NUSANTARA - Program pembagian alat penanak nasi (rice cooker) gratis oleh pemerintah mulai bergulir pertengahan Desember lalu.
Proyek ini menargetkan sekitar 500 ribu rumah tangga dari kelas ekonomi bawah di 36 provinsi. Anggaran yang disiapkan sekitar Rp347 miliar.
Sejak awal program Kementerian Energi dan Sumber Daya Mineral (ESDM) ini dipertanyakan banyak kalangan, terutama soal klaim pemerintah bahwa pembagian alat masak bisa mengatasi masalah kelebihan pasokan listrik dan menekan subsidi elpiji.
Di tengah isu pengelolaan sektor energi, program ini menuai persoalan lain: sebagian warga merasa berhak menerima rice cooker gratis, tapi tak masuk dalam daftar penerima bantuan.
Herlina, warga Kota Makassar, Sulawesi Selatan, berharap namanya tercantum sebagai penerima alat penanak nasi gratis dari Kementerian ESDM.
Perempuan berumur 39 tahun itu tidak bekerja, sementara suaminya berprofesi sebagai tukang becak motor.
“Bantuan rice cooker itu baik untuk saya sebagai rakyat miskin. Setidaknya itu bisa mengurangi pengeluaran saya untuk membeli elpiji,” ujarnya, Rabu (20/12).
Dalam sebulan, Herlina membeli dua tabung elpiji tiga kilogram. Dia harus menebusnya dengan harga sekitar Rp60 ribu. Nominal itu, bagi Herlina, cukup besar karena penghasilan suaminya tidak menentu.
Namun harapan Herlina menerima alat penanak nasi gratis belum akan terwujud. Tidak pernah ada petugas kelurahan yang datang dan mendaftarkan namanya sebagai penerima bantuan tersebut.

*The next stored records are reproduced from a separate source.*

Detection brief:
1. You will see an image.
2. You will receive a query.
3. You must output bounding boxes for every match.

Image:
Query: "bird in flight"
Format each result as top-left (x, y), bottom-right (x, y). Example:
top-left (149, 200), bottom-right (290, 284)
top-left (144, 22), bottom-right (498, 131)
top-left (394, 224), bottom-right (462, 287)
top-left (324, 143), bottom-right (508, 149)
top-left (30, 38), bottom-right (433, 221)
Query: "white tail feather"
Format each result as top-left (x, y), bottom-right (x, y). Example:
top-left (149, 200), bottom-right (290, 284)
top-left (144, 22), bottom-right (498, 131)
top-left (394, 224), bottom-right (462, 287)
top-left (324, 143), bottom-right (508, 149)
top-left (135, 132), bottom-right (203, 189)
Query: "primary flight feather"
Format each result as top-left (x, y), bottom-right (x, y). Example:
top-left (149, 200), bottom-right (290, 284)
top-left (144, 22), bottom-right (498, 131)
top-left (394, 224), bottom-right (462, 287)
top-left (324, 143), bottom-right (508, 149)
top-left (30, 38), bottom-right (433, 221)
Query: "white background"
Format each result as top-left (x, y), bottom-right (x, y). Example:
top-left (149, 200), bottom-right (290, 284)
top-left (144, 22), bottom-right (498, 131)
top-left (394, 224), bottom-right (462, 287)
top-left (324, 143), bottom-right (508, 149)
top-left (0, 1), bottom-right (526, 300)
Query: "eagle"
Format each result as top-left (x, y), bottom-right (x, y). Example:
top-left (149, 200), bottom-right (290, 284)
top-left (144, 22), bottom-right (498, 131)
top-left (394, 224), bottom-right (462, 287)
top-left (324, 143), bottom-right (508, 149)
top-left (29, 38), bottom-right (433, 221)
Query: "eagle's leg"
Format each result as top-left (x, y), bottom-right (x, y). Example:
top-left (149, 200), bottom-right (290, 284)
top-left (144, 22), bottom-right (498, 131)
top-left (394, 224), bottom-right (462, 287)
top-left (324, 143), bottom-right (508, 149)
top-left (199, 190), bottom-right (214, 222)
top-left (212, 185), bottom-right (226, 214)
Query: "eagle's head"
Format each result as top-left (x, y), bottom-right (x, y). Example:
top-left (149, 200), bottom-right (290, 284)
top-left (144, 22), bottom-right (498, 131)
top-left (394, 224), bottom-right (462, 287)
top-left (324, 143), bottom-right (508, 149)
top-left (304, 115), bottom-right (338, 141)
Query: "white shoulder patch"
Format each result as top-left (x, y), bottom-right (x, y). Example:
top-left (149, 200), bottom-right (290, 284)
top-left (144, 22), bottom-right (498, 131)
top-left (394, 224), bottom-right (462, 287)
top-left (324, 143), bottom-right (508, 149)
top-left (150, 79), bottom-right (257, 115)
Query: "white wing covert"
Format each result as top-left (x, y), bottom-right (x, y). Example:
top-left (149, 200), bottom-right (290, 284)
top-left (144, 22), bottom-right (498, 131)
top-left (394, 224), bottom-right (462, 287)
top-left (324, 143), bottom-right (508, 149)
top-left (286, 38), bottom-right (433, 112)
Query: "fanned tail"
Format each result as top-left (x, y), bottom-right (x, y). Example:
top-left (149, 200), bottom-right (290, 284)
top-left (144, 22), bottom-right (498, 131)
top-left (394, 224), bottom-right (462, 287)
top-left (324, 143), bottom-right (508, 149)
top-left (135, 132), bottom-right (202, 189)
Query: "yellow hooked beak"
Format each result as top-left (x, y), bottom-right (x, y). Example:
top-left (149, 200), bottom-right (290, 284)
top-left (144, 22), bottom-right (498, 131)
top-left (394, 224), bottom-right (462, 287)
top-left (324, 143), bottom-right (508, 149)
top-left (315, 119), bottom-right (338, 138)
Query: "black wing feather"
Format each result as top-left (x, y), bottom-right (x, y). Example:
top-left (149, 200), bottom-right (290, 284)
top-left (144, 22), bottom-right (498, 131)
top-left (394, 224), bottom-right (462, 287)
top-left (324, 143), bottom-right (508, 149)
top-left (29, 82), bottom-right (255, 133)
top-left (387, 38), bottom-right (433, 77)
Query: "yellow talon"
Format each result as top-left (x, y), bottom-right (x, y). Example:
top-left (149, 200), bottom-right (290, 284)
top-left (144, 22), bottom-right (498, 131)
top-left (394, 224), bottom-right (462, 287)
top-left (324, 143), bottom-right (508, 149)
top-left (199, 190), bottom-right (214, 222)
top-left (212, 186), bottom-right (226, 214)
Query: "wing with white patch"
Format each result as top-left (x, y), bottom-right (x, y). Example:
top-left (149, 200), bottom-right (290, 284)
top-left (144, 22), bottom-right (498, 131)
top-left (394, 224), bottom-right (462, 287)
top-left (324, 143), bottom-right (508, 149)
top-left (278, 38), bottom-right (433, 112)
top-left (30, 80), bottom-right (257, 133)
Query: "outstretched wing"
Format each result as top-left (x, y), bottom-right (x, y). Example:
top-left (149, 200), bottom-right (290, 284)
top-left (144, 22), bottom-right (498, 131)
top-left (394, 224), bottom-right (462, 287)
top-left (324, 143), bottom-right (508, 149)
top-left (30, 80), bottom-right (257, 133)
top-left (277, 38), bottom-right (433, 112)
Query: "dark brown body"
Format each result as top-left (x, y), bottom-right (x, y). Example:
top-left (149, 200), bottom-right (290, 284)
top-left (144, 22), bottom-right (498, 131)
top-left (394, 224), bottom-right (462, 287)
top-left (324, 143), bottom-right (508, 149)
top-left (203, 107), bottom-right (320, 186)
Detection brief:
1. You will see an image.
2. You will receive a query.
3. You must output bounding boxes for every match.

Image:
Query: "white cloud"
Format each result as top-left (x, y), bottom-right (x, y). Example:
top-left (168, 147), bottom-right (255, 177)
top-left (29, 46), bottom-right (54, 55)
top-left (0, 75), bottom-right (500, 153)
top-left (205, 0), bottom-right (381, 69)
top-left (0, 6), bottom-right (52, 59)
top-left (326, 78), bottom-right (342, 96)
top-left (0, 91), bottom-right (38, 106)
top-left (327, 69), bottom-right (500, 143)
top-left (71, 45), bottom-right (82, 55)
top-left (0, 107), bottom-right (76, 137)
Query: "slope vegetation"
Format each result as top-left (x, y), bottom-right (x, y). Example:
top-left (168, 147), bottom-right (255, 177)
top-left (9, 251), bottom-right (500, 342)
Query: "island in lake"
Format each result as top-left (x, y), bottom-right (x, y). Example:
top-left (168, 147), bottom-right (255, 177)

Herlina bercerita bagaimana dia belum lama ini pernah dua kali menerima bantuan sosial berupa beras. Beras itu kemudian ditarik karena otoritas lokal menganggap bantuan beras itu salah sasaran.
Tahun lalu Herlina mengajukan diri untuk menerima bantuan produktif usaha mikro. Bantuan ini bagian dari stimulus Pemulihan Ekonomi Nasional (PEN). Nominal yang disediakan pemerintah pusat untuk penerima bantuan ini sebesar Rp2,4 juta.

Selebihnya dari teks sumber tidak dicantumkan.